Many teams use a moving and storage company, often affiliated with Atlas or United, rather than an LTL carrier because spring training is more like a corporate move than a freight delivery. It takes white glove service to keep clubhouse staff and players happy.
“Just like our commercial moves, when companies have to be back to work on Monday morning so we need to get the office furniture and technology set up, we move players’ personal items so they can go back to work the next day,” Schwartzberg says. “I don’t recall any damage in the past 28 years. We take tremendous pride in that.”
Palange agrees that baseball logistics plays out more as a corporate move than a freight move. “Our drivers are used to moving people and handling household belongings with a lot of communication,” he says. “That application works best for this kind of service.”
But the pressure for on-time delivery is even higher than for a family waiting for their furniture, or a corporate office relocation. “We joke that we have all the baseballs and bats, so the Mets can’t start the season without us,” Schwartzberg says.
Home Team Advantage
Like the Florida teams, the Arizona Diamondbacks are in a unique situation because they are located where the other teams travel. Still, each season the Diamondbacks pack up for the 25-minute trek from Chase Field in downtown Phoenix to Salt River Fields in Scottsdale for their spring regimen.
Roger Riley, senior director of team travel and clubhouse for the Diamondbacks, says his staff handles the logistics in house, renting a box truck and making several trips back and forth to move everything they need. Each year, the players wear new workout attire, so it’s delivered directly to the field.
“It’s nice that we don’t have to pack everything up,” Riley says. “And if we forget something, we can go get it. It’s a lot more low key than most of the other teams.”
Moving back to the stadium for the start of the regular season usually takes a few more trips. “We keep the truck for about one week, moving the gear we accumulate during spring training,” Riley says. “The trainers and strength staff each make a run with their equipment.”

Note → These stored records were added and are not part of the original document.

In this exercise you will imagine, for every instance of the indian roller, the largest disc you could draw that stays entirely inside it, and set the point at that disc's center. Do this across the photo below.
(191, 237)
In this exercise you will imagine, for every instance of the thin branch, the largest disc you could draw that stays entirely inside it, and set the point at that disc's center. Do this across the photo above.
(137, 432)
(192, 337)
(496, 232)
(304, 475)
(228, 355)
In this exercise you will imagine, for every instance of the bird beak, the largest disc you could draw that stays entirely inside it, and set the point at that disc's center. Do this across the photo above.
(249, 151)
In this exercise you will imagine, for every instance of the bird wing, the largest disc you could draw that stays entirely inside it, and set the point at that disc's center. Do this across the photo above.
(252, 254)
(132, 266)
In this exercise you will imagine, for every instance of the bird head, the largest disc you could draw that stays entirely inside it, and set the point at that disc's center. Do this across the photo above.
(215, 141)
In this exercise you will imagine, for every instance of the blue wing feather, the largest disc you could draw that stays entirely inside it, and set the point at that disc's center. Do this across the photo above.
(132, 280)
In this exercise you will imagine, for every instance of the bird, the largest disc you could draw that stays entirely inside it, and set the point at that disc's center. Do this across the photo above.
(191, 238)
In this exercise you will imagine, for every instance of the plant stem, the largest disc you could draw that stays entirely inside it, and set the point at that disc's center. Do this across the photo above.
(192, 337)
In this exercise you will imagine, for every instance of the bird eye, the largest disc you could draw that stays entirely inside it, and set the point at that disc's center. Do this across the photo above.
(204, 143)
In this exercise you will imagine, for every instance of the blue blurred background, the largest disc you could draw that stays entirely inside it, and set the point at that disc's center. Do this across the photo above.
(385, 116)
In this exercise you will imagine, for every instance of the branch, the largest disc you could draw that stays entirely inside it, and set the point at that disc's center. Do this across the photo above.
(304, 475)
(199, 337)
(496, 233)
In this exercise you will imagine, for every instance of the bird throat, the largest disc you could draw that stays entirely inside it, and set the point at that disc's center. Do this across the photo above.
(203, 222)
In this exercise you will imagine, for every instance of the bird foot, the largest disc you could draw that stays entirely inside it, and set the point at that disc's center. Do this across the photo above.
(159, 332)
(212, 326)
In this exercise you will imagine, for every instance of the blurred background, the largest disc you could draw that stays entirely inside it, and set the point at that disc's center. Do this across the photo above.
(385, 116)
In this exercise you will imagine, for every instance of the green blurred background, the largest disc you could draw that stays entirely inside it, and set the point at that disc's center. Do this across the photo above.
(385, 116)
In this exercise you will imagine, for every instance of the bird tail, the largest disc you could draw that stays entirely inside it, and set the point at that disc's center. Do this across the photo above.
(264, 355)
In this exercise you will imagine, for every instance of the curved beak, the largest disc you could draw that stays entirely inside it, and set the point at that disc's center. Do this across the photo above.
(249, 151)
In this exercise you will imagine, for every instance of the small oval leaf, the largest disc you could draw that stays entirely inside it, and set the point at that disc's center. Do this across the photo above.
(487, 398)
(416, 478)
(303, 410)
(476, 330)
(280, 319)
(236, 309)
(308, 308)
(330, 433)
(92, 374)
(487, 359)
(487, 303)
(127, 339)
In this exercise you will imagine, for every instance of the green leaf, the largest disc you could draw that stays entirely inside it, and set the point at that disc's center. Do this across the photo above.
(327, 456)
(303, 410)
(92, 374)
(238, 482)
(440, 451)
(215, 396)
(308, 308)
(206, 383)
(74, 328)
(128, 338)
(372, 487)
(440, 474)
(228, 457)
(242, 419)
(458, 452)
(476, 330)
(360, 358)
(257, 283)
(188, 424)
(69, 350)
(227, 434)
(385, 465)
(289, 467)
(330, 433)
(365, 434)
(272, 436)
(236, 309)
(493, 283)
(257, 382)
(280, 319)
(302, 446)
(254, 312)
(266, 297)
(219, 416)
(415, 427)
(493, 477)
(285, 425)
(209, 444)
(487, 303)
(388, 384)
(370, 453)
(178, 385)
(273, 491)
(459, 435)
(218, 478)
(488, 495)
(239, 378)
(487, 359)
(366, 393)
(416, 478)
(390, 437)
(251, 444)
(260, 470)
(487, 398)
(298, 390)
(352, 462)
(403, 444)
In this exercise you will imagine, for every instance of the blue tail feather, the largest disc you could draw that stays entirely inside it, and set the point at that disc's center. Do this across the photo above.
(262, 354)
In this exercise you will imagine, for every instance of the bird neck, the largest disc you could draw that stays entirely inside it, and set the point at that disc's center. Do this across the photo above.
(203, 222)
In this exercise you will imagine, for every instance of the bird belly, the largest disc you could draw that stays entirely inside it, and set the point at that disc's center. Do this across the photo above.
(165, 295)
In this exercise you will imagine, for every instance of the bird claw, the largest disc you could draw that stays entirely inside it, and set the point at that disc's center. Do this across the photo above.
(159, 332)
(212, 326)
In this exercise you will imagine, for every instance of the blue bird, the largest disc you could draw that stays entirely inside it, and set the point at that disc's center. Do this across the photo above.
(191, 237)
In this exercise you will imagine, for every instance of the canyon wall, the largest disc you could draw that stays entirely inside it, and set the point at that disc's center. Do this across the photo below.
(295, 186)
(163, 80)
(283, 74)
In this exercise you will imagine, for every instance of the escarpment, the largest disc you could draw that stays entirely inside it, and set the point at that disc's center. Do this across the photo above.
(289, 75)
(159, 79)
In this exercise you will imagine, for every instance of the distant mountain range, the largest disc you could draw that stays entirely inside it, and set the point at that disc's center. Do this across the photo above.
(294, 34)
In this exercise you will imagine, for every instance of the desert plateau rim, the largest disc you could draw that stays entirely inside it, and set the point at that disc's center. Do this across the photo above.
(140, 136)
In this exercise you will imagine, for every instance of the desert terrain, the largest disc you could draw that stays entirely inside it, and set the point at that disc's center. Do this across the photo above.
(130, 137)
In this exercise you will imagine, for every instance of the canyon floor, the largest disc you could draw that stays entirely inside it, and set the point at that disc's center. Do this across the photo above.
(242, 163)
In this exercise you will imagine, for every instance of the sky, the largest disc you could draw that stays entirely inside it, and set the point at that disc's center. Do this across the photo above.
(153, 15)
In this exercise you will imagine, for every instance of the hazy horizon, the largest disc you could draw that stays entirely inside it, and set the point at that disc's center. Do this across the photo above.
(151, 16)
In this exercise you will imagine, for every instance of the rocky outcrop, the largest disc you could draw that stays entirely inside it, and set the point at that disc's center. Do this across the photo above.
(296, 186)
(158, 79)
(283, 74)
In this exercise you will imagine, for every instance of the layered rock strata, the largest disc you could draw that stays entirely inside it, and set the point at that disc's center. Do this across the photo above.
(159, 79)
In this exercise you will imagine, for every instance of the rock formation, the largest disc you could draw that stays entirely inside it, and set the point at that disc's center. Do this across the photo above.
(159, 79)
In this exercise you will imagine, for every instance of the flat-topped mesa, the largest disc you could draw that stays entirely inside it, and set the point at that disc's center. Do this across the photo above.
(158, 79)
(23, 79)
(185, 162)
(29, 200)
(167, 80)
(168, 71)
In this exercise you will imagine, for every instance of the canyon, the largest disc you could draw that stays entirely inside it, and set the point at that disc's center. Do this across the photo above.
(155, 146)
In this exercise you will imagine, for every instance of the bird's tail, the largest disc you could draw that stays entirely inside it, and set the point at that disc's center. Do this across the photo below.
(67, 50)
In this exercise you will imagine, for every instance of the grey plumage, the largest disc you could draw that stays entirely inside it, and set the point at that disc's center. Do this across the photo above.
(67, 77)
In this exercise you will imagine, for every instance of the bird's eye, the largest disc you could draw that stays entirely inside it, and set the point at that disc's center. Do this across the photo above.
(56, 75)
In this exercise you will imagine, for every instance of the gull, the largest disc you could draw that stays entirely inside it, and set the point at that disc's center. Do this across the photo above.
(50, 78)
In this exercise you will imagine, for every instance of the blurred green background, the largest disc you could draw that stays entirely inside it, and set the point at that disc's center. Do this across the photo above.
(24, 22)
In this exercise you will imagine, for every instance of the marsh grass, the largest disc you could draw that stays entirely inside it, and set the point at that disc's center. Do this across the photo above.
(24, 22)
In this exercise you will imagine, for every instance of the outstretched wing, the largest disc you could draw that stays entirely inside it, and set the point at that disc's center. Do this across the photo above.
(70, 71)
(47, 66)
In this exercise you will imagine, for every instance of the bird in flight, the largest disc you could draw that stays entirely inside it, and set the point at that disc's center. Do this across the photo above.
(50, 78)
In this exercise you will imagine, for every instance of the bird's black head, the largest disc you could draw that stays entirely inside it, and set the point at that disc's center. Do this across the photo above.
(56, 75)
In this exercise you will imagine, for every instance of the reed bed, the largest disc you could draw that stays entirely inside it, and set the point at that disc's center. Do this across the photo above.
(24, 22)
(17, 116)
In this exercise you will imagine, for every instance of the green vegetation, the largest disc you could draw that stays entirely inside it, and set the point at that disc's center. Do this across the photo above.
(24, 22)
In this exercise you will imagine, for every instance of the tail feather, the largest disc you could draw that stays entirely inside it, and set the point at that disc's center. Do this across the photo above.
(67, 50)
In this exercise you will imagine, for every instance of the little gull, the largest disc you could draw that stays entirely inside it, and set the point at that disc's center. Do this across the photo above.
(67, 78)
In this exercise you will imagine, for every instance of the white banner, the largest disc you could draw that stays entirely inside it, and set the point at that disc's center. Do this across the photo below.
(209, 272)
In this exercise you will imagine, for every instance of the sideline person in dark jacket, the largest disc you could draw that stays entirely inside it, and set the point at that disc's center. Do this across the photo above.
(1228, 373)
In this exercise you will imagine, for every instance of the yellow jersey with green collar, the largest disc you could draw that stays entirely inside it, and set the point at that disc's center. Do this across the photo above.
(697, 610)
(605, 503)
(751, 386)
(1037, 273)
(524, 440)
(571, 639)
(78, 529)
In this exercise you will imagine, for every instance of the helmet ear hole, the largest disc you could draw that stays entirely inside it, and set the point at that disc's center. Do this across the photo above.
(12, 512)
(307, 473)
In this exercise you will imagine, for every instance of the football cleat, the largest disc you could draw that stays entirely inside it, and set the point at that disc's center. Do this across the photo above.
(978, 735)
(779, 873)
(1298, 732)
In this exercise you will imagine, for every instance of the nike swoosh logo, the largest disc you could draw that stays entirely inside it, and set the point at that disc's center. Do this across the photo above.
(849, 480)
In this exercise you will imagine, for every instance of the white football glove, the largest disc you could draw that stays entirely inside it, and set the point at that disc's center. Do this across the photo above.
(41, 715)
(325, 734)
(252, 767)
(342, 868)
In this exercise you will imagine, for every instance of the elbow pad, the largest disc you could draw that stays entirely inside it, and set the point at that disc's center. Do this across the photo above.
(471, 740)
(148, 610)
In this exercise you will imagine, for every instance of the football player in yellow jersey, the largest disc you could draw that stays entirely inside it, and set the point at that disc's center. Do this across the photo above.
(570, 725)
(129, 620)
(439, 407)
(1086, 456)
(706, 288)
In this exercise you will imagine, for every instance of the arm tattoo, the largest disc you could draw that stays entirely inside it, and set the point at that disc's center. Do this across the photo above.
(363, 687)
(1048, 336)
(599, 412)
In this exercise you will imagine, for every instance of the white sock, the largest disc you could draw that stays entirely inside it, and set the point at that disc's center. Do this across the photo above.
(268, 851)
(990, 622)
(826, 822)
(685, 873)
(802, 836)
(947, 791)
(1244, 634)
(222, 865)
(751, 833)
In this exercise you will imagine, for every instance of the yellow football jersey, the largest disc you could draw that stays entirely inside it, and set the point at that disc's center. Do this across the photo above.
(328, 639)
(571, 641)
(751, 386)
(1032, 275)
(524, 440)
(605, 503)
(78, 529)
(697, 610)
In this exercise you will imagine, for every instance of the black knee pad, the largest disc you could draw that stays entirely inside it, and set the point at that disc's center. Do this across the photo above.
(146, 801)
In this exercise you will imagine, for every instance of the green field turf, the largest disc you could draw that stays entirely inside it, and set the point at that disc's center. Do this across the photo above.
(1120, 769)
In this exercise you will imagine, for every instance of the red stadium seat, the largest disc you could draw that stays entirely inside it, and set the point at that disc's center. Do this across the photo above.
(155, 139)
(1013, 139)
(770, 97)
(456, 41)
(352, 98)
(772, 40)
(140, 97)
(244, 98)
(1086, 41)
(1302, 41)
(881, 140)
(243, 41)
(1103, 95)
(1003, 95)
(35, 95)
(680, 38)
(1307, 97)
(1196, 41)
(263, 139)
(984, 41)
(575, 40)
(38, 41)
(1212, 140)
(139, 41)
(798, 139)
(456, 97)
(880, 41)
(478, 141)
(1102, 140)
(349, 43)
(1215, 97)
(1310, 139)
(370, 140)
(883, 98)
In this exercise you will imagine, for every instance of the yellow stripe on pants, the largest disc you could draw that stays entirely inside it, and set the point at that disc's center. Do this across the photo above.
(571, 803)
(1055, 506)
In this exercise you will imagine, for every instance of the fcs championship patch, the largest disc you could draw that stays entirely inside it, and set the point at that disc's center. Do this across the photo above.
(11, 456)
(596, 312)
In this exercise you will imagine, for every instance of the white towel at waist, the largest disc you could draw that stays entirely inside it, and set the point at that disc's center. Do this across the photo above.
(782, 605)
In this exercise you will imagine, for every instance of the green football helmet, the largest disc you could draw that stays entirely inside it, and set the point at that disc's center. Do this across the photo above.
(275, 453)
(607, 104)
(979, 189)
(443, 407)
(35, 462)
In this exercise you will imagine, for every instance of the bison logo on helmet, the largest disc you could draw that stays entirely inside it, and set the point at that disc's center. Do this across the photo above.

Fortunately for road games, the teams stock the visiting clubhouses with most items needed for a game. But still the Diamondbacks take about 8,000 pounds of gear on a trip, and another 4,500 pounds of luggage, especially if they have to take cold weather clothing as well.
7th Inning Stretch
For a road game, the clubhouse staff, assisted by their visiting clubhouse counterparts, starts packing up right after the first pitch. By the 7th inning, the truck is loaded and ready for the airport. Within one hour after the game ends, the team is on the charter bus headed for their flight.
About 30 minutes after arriving at the airport, the gear is stowed, the team boards, and the charter flight is ready to take off. The players and staff go through security screening at the stadium so they can step right on to the plane.
An extended road trip can take its toll on the team and clubhouse staff.
“Last season, we started in San Diego, flew to Baltimore and then bused to Washington D.C.,” Riley says. “The team and staff were ready to go home.”
After 35 years in the sport, 22 of them involved in travel and equipment, Riley has baseball logistics down to a science, but always tries to avoid surprises.
“We try to get the job done with as little fanfare as possible,” he says. “We like to live unnoticed because that means we’re doing our job right.”
Sure, the trucking companies involved in baseball logistics enjoy the steady business. But they’re also in it for the love of the game, proud to help the hometown team in any way they can.
“There are definitely perks, such as being in the clubhouse and getting close to the players,” says Schwartzberg. “But waiting for that road trip from Kansas City at 3 a.m. can take its toll after a while. You have to love doing it.”